By Hyung-jin Kim, AP
Thursday, April 15, 2010

SKorea hoists sunken warship, finds 36 bodies

SEOUL, South Korea — South Korea lifted part of a warship from the sea, nearly three weeks after it mysteriously exploded and sank with dozens of sailors trapped inside. Salvage workers found the bodies of 36 crew members in the retrieved vessel.

Fifty-eight crew members were rescued shortly after the 1,200-ton Cheonan split into two pieces after exploding March 26 during a routine patrol near the tense border with North Korea. So far, 38 bodies have been recovered, while eight sailors remain unaccounted for.

Meanwhile, a Lynx helicopter carrying four crew was presumed to have crashed into the country’s southwestern waters during a patrol Thursday night, according to the Joint Chiefs of Staff. Navy and coast guard vessels were searching for the flight crew.

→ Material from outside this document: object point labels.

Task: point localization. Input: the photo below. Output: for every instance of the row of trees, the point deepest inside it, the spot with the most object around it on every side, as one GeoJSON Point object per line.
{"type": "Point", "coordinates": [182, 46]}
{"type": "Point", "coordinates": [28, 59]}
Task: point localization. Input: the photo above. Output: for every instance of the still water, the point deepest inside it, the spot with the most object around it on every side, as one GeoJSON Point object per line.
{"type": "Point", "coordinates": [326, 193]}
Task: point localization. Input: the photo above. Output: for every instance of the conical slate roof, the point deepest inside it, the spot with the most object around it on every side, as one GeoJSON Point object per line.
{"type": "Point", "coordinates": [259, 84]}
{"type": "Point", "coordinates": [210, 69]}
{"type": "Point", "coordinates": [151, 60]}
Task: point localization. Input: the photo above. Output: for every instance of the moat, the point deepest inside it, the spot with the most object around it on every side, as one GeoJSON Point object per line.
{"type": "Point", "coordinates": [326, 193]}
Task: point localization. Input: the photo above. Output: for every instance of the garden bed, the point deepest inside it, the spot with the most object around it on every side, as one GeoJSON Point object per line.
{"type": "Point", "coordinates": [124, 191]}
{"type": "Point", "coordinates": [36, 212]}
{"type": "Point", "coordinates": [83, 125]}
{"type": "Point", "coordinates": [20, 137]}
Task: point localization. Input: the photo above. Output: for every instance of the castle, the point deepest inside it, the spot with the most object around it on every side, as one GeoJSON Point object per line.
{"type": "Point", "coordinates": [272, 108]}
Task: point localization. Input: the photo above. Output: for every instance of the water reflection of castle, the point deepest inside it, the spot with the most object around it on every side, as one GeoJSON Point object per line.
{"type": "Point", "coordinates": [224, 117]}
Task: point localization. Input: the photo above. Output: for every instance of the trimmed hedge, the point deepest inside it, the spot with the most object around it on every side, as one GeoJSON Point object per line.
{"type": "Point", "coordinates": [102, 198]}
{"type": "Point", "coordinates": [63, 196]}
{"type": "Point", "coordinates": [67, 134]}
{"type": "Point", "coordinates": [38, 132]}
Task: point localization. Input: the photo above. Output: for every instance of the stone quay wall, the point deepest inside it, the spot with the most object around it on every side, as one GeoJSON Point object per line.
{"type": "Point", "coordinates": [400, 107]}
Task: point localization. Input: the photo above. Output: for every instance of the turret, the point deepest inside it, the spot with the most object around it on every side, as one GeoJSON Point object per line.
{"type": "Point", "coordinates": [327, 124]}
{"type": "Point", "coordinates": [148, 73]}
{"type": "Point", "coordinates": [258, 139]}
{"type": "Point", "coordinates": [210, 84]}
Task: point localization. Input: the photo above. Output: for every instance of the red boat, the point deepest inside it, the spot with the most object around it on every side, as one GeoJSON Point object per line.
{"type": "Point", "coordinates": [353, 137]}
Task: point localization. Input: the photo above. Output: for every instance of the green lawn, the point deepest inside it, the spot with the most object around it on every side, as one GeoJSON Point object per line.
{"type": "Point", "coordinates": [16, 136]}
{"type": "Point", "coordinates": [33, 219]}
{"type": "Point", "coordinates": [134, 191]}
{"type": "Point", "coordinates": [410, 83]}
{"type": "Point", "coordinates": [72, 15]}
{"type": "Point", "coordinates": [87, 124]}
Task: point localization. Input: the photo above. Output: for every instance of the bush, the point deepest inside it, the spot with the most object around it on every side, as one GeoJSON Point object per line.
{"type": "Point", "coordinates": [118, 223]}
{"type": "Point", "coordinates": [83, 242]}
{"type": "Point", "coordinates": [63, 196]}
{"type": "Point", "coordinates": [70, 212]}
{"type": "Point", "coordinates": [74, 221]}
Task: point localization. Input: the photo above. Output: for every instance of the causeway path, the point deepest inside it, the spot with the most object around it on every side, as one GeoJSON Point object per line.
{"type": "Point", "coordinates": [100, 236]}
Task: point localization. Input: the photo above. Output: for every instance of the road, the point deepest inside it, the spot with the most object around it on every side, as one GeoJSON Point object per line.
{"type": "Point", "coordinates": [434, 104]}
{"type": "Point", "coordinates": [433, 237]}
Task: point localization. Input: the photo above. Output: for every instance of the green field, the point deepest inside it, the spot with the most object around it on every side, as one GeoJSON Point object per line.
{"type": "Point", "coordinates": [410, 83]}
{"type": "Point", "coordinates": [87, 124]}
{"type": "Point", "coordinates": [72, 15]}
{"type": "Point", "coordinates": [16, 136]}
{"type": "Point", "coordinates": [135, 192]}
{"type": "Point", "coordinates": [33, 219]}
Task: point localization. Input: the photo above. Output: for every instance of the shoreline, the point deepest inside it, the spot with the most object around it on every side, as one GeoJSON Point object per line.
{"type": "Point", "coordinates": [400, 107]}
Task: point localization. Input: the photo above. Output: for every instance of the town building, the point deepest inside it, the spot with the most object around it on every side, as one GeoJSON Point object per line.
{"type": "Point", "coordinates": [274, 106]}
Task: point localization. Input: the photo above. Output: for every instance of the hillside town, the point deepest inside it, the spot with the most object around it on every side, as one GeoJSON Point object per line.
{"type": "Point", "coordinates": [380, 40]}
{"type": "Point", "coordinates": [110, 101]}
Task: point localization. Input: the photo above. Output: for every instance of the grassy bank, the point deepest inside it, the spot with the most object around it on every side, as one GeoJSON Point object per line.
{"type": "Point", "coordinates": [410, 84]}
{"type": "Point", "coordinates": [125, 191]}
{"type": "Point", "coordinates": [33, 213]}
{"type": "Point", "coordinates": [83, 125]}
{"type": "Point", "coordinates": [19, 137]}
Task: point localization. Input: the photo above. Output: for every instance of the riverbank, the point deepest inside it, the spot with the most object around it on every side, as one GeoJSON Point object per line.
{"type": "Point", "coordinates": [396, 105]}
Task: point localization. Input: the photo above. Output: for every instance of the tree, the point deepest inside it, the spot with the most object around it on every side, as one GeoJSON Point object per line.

Recovering the wrecked ship could help determine the cause of the blast. There has been some suspicion but no confirmation of North Korean involvement in the sinking. The disputed western sea border has in the past been the scene of three bloody inter-Korean naval battles.

On Thursday, a huge naval crane hoisted the stern of the ship — where most of the missing sailors are believed trapped — a day after divers succeeded in tying the wreckage with chains.

Rescuers and salvage workers later boarded the stern and found 36 bodies identified as Cheonan crew, said the Joint Chiefs of Staff. Divers previously retrieved two bodies during an underwater hunt.

“It’s very regrettable as we hadn’t given up our hope until the last minute,” President Lee Myung-bak said during an emergency meeting on the salvaging, according to his office. “I don’t know how to console their families.”

Footage by TV broadcaster SBS showed rescuers and salvage workers searching the stern after it was hoisted above the sea surface and loaded onto a barge.

The stern was to be moved to a naval base to investigate the cause of the explosion while the remaining two-thirds of the ship is to be salvaged next week, military officials said.

South Korean officials have said they will look into all possibilities including that the ship might have been struck by a North Korean torpedo, or a mine left over from the 1950-53 Korean War. The conflict ended with an armistice, not a peace treaty, leaving the Koreas still technically at war.

North Korean officials have reportedly denied their country’s involvement in the blast. Last week, the Dong-a Ilbo newspaper in Seoul reported that North Korea military delegates told Chinese officials during their trip to Beijing that Pyongyang was not behind the ship’s explosion.

To ascertain whether North Korea was involved, authorities would have to look at the shape of broken ship parts and recover splinters of a torpedo or a sea mine and determine whether the North had such weapons, said Lee Hyun-yup, a marine engineering expert at Chungnam National University in South Korea. It could take years to find the exact cause, he said.

Lee said the investigation must be made in a “through, scientific” manner, his office said.

The sinking was one of South Korea’s worst naval disasters. In 1974, a ship sank off the southeast coast in stormy weather, killing 159 sailors and coast guard personnel. In 1967, 39 sailors were killed by North Korean artillery.

South Korea has asked the U.S., Australia, Britain and Sweden to send experts for a joint investigation. A team of eight U.S. investigators, led by Rear Admiral Thomas J. Eccles, arrived in South Korea earlier this week, according to South Korea’s Defense Ministry.